Hi guys, I am still waiting on a quote for a set of stairs? Thanks guys.


----------



## AtlanticWBConst. (May 12, 2006)

helpless handyman said:


> Hi guys, I am still waiting on a quote for a set of stairs? Thanks guys.


As soon as we take care of the quotes for our 'paying' customers...we'll try and get back to you....:wink: 


:laughing:


----------



## helpless handyman (Jul 6, 2006)

That's cool with me:thumbsup: Just wondering a ball park figure, since your in the Bizzzzz. Thanks


----------



## MillerClemsonHD (Feb 16, 2007)

as info I just built a really simple set of stairs from my basement to my first level and the cost of materials was about $250. So if you are going with nicer treads etc than what I used Im sure it would be more. I can't really help you on labor because we did it ourselves. We had all the wood cut and the stairs built in 2-3hrs


----------



## helpless handyman (Jul 6, 2006)

*Hey Alantic West, I put the check in the mail last week. I have no control over the Postal System*:laughing:


----------



## helpless handyman (Jul 6, 2006)

MillerClemsonHD said:


> as info I just built a really simple set of stairs from my basement to my first level and the cost of materials was about $250. So if you are going with nicer treads etc than what I used Im sure it would be more. I can't really help you on labor because we did it ourselves. We had all the wood cut and the stairs built in 2-3hrs


***Can you post a picture?*


----------



## AtlanticWBConst. (May 12, 2006)

Hard to say on this one....Do you want it installed, stained and varnished after installation, etc..?
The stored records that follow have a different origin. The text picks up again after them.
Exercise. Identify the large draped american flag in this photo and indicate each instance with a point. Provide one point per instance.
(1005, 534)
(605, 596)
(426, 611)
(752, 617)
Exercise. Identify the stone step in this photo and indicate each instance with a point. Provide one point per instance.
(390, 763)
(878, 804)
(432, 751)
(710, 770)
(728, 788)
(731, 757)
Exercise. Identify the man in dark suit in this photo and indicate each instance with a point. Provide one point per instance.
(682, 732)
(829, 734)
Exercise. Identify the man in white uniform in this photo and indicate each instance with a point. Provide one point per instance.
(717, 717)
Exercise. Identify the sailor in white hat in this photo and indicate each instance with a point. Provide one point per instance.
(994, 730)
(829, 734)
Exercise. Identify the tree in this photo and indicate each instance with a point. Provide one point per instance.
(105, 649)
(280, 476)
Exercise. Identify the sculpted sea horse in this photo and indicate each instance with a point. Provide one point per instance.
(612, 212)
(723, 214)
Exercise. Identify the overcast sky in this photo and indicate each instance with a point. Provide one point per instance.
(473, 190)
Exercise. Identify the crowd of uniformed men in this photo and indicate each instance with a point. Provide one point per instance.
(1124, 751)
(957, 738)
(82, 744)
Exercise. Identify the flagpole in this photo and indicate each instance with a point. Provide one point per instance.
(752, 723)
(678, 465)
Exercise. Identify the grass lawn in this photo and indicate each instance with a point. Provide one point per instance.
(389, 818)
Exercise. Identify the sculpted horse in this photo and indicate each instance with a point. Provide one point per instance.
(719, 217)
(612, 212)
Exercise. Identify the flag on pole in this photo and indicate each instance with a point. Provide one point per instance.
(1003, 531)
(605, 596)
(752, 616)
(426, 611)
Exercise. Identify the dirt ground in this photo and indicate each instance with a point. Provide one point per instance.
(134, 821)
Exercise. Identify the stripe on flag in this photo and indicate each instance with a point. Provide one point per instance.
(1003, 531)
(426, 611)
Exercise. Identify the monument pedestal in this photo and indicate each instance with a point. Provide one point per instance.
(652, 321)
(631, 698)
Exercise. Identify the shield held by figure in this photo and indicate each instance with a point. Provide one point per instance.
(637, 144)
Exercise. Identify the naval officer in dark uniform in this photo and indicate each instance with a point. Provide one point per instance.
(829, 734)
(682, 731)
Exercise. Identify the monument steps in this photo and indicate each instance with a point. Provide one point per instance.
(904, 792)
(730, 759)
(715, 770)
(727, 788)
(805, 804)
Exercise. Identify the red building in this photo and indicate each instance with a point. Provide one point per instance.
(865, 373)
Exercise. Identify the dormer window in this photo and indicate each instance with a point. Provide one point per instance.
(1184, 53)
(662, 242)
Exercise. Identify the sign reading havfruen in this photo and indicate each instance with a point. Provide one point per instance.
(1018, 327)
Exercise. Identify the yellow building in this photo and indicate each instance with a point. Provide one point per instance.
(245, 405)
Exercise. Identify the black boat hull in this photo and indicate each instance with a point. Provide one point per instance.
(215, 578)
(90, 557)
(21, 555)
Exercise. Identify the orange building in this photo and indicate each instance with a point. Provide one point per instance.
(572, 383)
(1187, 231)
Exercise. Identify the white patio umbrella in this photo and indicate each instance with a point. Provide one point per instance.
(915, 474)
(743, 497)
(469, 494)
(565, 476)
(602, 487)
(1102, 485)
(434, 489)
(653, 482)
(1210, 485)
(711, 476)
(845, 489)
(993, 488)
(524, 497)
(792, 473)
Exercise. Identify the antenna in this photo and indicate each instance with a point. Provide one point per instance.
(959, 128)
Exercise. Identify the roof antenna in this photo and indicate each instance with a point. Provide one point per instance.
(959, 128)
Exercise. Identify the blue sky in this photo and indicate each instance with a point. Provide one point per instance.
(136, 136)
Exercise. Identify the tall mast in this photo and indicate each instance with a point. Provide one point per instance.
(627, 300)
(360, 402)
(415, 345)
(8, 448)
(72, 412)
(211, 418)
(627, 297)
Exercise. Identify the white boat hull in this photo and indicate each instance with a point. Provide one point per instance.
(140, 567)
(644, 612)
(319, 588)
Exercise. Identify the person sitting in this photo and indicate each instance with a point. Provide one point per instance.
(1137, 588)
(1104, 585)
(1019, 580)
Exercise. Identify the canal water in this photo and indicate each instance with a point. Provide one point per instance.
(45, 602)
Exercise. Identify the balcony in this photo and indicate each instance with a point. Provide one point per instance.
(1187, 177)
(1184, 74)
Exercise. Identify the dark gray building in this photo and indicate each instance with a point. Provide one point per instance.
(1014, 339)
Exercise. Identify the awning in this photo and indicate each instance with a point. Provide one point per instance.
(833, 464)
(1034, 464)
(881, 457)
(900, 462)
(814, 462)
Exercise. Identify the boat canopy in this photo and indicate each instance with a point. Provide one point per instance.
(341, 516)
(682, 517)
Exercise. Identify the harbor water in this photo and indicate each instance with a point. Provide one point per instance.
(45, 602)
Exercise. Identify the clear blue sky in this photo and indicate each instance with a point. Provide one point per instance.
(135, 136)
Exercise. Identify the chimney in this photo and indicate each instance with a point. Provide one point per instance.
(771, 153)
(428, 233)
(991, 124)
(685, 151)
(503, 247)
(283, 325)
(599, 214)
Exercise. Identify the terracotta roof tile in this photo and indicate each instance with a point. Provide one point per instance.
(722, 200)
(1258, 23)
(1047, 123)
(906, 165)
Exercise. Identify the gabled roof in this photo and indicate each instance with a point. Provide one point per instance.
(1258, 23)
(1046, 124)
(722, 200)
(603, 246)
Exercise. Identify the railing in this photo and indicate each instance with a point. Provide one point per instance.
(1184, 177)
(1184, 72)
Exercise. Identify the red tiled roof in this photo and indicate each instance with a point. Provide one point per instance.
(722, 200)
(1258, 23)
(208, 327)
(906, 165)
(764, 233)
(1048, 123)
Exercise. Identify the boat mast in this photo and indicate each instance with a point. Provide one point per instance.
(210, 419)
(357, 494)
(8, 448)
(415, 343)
Simple installation may be about $800.00 ? More if there are additional details involved...

but, honestly, it is basically impossible to give any kind of a price 'online' that is close to accurate, as all projects need to be viewed onsite, in order to get a proper idea of how much is really involved.


----------



## helpless handyman (Jul 6, 2006)

Thanks Alantic West, I got a quote on $1,400.00. Basicly $100.00 a riser, and that's not stained or finished. Just all oak, and it seems alot to me.


----------



## AtlanticWBConst. (May 12, 2006)

helpless handyman said:


> Thanks Alantic West, I got a quote on $1,400.00. Basicly $100.00 a riser, and that's not stained or finished. Just all oak, and it seems alot to me.


Sorry to say:
Actually Handy, the first conversation that I had with a fellow GC about your question....the discussion started at $100.00 a tread/riser...


----------



## helpless handyman (Jul 6, 2006)

Thanks, I guess I am changing fields, going into making stairs,lol:laughing:


----------



## AtlanticWBConst. (May 12, 2006)

helpless handyman said:


> Thanks, I guess I am changing fields, going into making stairs,lol:laughing:


Sorry, ...

...But it realistically falls under the region of 'finish carpentry'....and finished carpentry (and the materials involved/used in it) does not come cheap....


----------



## AtlanticWBConst. (May 12, 2006)

Additionally, you are talking about the costs of the oak and the refinishing process (staining, sanding, varnishing -costs) that goes with the woodwork...


----------



## helpless handyman (Jul 6, 2006)

Alantic, the quote I got was just for the stairs, so there is no sanding because there is no staining, or varnishing, thats extra. Thanks so much


----------



## AtlanticWBConst. (May 12, 2006)

Good luck...on the project.


----------



## crecore (Nov 2, 2005)

Having built one set of oak stairs myself I was thinking in the neighborhood of $1600 before I saw the $1400 quote, so I dont think that's far off. If you get a real cheap quote for a job like that than that's the quality of work you'll get... cheap. crooked, gappy, queaky stairs. My house has three balconies, one curved plus the stairs... I got a quote for over $8k material and labor and I did it for less than $2k material but it was a LOOOONG weekend...like 40 hours work in three days not including all of the staining and poly that my wife did.


----------



## helpless handyman (Jul 6, 2006)

Thanks crecore, and everyone on the forum, that helpled me with this!:thumbsup:


----------